Dans le nouveau paysage audiovisuel irakien, constitué d'une trentaine de chaînes, la plupart au service des factions et partis chiites ou sunnites, Al-Zawraa est la télévision de l'insurrection sunnite. Une télévision qui témoigne autant de haine à l'égard de l'occupant américain qu'à l'égard de la communauté chiite.

Sur l'écran vient d'ailleurs d'apparaître une longue file de cadavres alignés, les mains souvent liées. Certains, assassinés d'une balle dans la tête, portent des traces de tortures, victimes des escadrons de la mort liés au ministère de l'Intérieur et contrôlés par les milices chiites Al-Badr ou l'Armée du Mehdi. Par contre, on ne verra jamais la moindre victime des effroyables attentats à la voiture piégée commis par les kamikazes liés à Al-Qaeda sur les marchés chiites ou contre les écoles irakiennes.

Emetteur mobile. Al-Zawraa (l'ancien nom de Bagdad) est la chaîne de la haine la plus directe, la plus brutale, qui s'exprime sans le moindre détour, la moindre retenue. Son but est même de l'exacerber, d'attiser toutes les braises de la guerre civile, notamment par la provocation. Précisément, un prêcheur chiite, le regard fou, la bouche tordue par la colère, vient d'apparaître sur l'écran. Probablement filmé après l'attentat de février 2006 contre la mosquée de Samarra, l'un des hauts lieux saints des chiites, il invite les fidèles à se venger en tuant des sunnites.

La «voix de l'insurrection» émet 24 heures sur 24, via le satellite égyptien Nilesat. En Irak, elle est devenue l'une des télévisions les plus populaires de la communauté sunnite. Et au-delà. Ainsi, à Amman en Jordanie, bon nombre de chauffeurs de taxis palestiniens sont captivés par les images de la chaîne qui flattent leur antiaméricanisme. Jusqu'en novembre 2006, elle n'était pas clandestine. Mais le gouvernement l'a interdite pour «incitation au meurtre et au génocide à l'encontre d'une large communauté [les chiites] irakienne». Depuis, elle est devenue une télé pirate.

Amer Ibrahim, un journaliste irakien qui vit réfugié à Amman après avoir été menacé de mort à Bagdad, pense que l'émetteur est mobile, probablement porté par un camion qui circule dans les régions tenues par les insurgés.
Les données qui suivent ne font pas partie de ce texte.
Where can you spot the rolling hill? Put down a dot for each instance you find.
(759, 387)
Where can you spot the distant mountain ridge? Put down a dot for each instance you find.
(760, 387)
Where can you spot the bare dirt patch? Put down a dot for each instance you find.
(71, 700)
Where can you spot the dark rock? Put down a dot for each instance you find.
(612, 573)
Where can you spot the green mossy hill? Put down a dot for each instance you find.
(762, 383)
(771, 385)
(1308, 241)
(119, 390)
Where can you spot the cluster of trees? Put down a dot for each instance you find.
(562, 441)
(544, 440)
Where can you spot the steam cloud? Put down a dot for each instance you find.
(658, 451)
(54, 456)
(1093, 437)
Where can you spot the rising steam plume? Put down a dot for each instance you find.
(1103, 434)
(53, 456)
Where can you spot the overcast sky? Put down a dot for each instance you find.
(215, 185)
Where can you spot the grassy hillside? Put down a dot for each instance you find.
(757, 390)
Le propriétaire, Mechaan Al-Joubouri vit, lui, confortablement à Damas où il s'est réfugié. En principe, il ne donne pas d'interviews. Mais on l'a vu souvent débattre sur des chaînes arabes, notamment Al-Jezira, où il n'hésite pas à injurier ses contradicteurs.
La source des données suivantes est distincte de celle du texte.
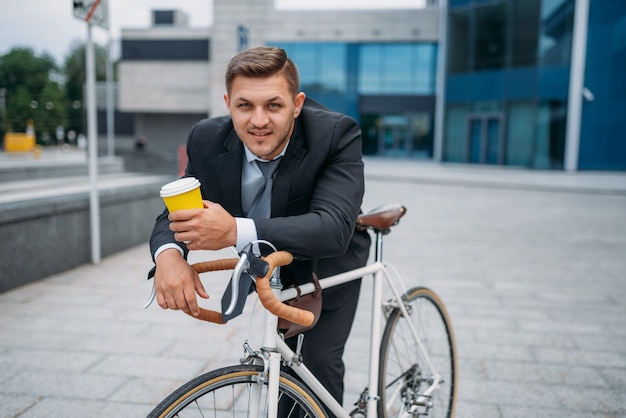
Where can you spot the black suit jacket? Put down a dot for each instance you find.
(316, 197)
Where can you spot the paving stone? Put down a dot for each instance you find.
(529, 264)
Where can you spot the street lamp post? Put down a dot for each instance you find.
(3, 108)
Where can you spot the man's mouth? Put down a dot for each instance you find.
(260, 134)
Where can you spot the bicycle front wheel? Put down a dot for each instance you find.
(405, 374)
(230, 392)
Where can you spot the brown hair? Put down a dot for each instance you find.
(263, 61)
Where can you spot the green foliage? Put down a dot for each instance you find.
(38, 90)
(75, 78)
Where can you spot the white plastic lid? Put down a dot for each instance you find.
(179, 186)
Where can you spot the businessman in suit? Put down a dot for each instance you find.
(315, 198)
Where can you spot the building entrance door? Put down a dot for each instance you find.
(394, 136)
(485, 142)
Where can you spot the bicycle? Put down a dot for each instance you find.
(413, 372)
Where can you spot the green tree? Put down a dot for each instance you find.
(75, 73)
(33, 92)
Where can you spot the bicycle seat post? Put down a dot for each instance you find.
(379, 246)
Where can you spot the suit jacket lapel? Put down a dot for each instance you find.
(287, 171)
(229, 166)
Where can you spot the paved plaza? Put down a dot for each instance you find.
(531, 265)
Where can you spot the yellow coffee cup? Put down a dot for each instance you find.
(182, 194)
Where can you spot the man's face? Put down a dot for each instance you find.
(263, 112)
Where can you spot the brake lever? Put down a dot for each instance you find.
(248, 264)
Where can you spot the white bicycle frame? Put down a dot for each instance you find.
(275, 348)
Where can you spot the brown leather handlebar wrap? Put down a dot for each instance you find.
(266, 295)
(213, 265)
(271, 303)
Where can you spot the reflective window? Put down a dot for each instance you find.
(509, 34)
(322, 66)
(557, 20)
(403, 68)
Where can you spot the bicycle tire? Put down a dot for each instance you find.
(226, 392)
(403, 374)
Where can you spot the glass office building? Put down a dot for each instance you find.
(388, 87)
(524, 83)
(508, 90)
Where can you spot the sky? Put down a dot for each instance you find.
(50, 25)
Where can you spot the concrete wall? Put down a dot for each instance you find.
(46, 236)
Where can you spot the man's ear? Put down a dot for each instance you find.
(227, 101)
(298, 103)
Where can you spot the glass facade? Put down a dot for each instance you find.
(388, 87)
(603, 131)
(507, 82)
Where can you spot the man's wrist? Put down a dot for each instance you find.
(169, 246)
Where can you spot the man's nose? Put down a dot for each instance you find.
(259, 117)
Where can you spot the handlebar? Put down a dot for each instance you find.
(265, 293)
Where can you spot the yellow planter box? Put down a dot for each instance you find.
(18, 142)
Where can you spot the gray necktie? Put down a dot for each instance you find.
(261, 206)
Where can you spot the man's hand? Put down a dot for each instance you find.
(176, 283)
(211, 228)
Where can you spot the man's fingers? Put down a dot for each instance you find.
(191, 303)
(200, 288)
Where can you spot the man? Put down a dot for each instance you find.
(316, 196)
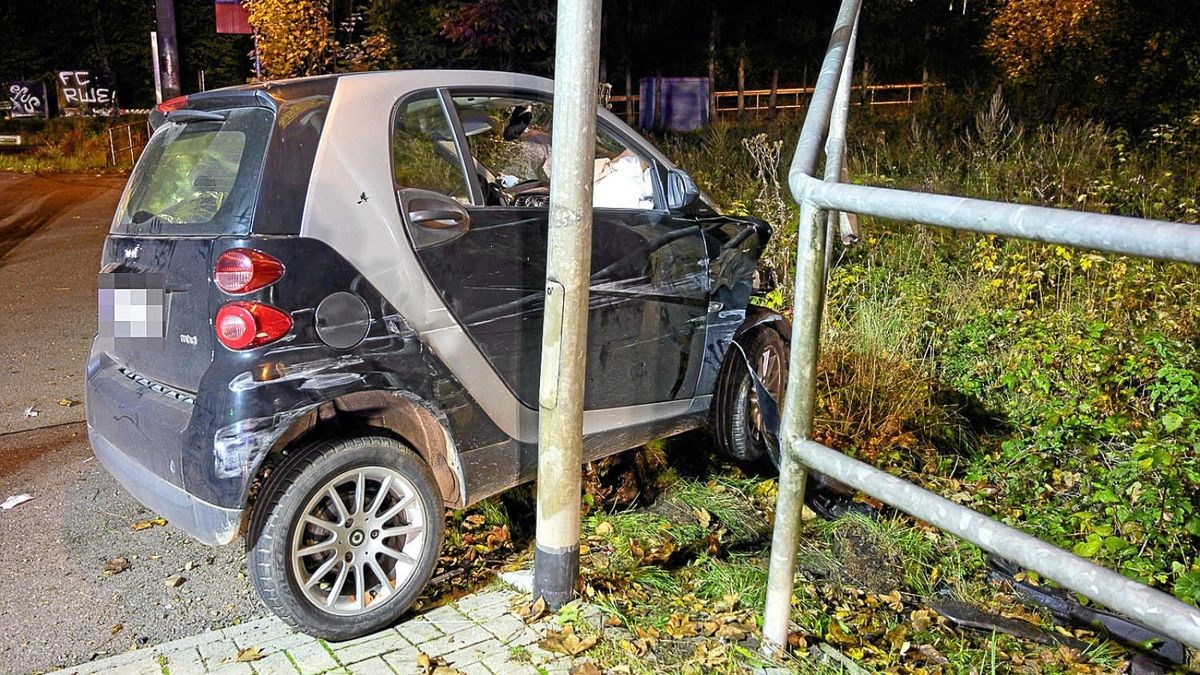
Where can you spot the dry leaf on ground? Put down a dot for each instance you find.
(567, 641)
(250, 653)
(115, 566)
(148, 524)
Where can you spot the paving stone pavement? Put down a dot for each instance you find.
(479, 634)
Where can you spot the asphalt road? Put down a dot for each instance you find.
(52, 230)
(59, 608)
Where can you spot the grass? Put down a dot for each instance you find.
(61, 145)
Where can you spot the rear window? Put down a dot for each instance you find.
(198, 177)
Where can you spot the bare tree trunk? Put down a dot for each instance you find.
(774, 93)
(629, 96)
(742, 87)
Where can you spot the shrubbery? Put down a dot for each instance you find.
(1057, 389)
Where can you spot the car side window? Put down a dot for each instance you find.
(424, 154)
(510, 141)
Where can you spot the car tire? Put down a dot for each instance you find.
(337, 521)
(738, 424)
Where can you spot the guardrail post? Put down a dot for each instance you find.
(797, 423)
(565, 326)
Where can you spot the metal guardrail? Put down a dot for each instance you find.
(126, 141)
(793, 99)
(826, 121)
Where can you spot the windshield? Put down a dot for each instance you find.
(197, 177)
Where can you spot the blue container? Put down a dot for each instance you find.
(673, 103)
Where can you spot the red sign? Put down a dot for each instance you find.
(232, 17)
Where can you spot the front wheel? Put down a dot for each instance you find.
(741, 425)
(346, 536)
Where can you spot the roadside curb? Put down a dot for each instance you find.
(478, 634)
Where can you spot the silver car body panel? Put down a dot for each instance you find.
(351, 205)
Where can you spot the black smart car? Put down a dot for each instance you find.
(321, 322)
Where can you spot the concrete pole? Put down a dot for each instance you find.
(564, 330)
(168, 47)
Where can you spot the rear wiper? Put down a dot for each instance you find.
(184, 117)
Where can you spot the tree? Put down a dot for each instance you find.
(293, 36)
(1132, 63)
(503, 34)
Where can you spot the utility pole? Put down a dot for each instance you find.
(564, 329)
(168, 48)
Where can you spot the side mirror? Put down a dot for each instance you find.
(682, 191)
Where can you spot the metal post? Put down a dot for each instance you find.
(797, 423)
(835, 145)
(168, 49)
(156, 65)
(801, 399)
(564, 329)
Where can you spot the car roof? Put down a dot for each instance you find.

Machine de guerre. Etrange personnage, connu au-delà de l'Irak pour avoir été proche de Saddam Hussein et de son fils Oudaï, avec lesquels il a fait des affaires, notamment de la contrebande de cigarettes. Une brouille avec Oudaï ­ on dit à Amman qu'il a détourné son argent ­ l'oblige à prendre la fuite. Mechaan Al-Joubouri revient après la chute du régime, crée un parti ­ le Front arabe sunnite de réconciliation et de libération ­, se fait élire à deux reprises député de Mossoul. En même temps, il crée Al-Zawraa. «A l'époque, c'est une chaîne légère, avec surtout des danses, des chansons, de la variété», se souvient Amer Ibrahim. Mais viennent les problèmes, à cause d'une commission d'enquête parlementaire sur la corruption. Cette dernière étant contrôlée par des chiites, le député sunnite est vite sur la sellette.
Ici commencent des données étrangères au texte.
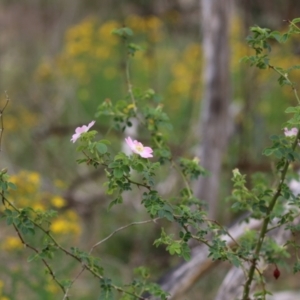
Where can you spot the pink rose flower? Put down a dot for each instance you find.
(290, 132)
(139, 148)
(80, 130)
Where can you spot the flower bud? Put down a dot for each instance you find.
(276, 273)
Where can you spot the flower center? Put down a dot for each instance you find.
(139, 147)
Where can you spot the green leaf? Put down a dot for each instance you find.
(118, 173)
(32, 257)
(268, 151)
(12, 186)
(292, 109)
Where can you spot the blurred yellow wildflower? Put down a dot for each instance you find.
(58, 202)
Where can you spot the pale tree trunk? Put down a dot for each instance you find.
(214, 120)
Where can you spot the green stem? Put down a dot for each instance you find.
(264, 227)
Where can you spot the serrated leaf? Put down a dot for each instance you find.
(102, 148)
(12, 186)
(118, 173)
(32, 257)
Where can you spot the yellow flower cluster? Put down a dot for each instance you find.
(186, 74)
(11, 243)
(29, 194)
(23, 118)
(88, 47)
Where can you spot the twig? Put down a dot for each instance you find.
(2, 122)
(122, 228)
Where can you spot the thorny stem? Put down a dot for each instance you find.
(117, 288)
(122, 228)
(264, 227)
(1, 117)
(105, 239)
(288, 80)
(43, 260)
On lui reproche d'avoir escroqué les Américains qui lui avaient confié l'organisation d'une police privée pour protéger un pipeline dans la province de Salaheddin. Il avait alors encaissé les salaires de milliers d'hommes qui n'ont existé que sur le papier. C'est probablement avec les dollars américains que la chaîne a été créée, et c'est pour se venger des poursuites menées contre lui qu'il transforme la chaîne de divertissement en une véritable machine de guerre au profit de l'insurrection. Les clips musicaux se muent en clips de terreur, alimentés par les vidéos que l'on trouve, pour moins d'un demi-dollar pièce, sur les marchés de Bagdad. Les «informations», données par deux présentateurs ­ une femme voilée et un jeune homme en battle-dress ­, vont dans le même sens que les images. Les chiites y sont notamment accusés de trahir le pays au profit de Téhéran, et même d'édifier un front iranien en Irak.

Diffusion interrompue. Bien sûr, Washington et Bagdad, outragés du contenu de la chaîne, ont tout fait pour la pister et la détruire. Ils n'ont pas manqué non plus d'intervenir auprès du Caire pour obtenir que le contrat qui la lie à Nilesat soit rompu. Pas facile puisque l'Egypte, comme nombre de pays arabes sunnites, s'inquiète de la prise du pouvoir en Irak par les chiites.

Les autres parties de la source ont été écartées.